A lot of vendors offer compression and deduplication as a feature of their storage solutions. We critically evaluate these claims by looking at the two methods used to reduce the raw disk usage.
Compression in overall terms, gets its benefit from reducing redundancy in the data you upload. This means that repeated or otherwise predictable data can be reduced in size. As data comes in as a stream, the previous data serves as a context that can be used as a reference. If the incoming data doesn’t use all byte values (0->255) in an equal amount, this can also be used for typically minor compression gains.
The speed of a compression is crucial for all operations. This means both compression and decompression speed. If either is limited, that is a big enough issue to not want compression, even if it saves some space. So all compression algorithms are a tradeoff between speed and efficiency.
Compression efficiency will typically approach a “maximum”, at which point gains are very expensive in terms of computation. There is no “middle-out” compression that magically increases the compression. In most cases compression can be increased with domain-specific algorithms that have some sort of prior knowledge about the data. But in most cases applications are already taking advantage of this and apply it when outputting the data.
A second thing to keep in mind is seeking. S3 compatible object stores must support seeking to satisfy HTTP Range requests that start inside the object. For almost all compression algorithms seeking must be handled separately. A stream of compressed data is mostly not seekable, and some must read and fully decompress from the very first byte to the first requested byte. This means that in order to have efficient seeking, the input must be split into separate blocks.
Doing independent blocks means that context will have to reset between each block and an index of each block will need to be kept. Each of these will reduce the maximum possible compression.
Deduplication may sound very much like compression, but it operates on a higher level and deduplicates larger blocks of data, typically across a complete namespace.
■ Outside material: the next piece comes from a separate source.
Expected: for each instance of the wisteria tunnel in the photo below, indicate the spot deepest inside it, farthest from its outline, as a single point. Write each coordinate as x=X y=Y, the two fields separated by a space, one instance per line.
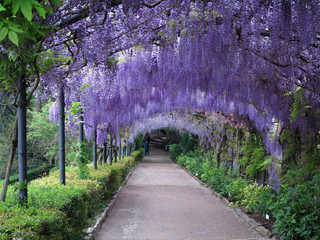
x=233 y=85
Deduplication divides an input into blocks, creates a hash for each of them. If it re-encounters a block with the same hash, it simply inserts a reference to the previous block. If you consider an input, it will look like this:
While this may sound like ordinary compression, it has some key differences. First of all, only complete blocks are checked. In compression like deflate, snappy, etc, you are looking for matches for each individual byte, in a limited window, for example 32KB-1MB. Deduplication will work across gigabytes and even terabytes of data.
In practical terms each block is run through a hash function, which provides a strong enough hash that you do not expect to be prone to collisions. Each block is then written to disk, so it can be located by its hash value.
An object stream is therefore a string of hashes:
To read back the data each block is then retrieved and returned in order. Since blocks are unique they can be shared between different objects. This means that if the same data is uploaded multiple times it will only need to store the hash for the second upload, since the data is already contained in the block on disk.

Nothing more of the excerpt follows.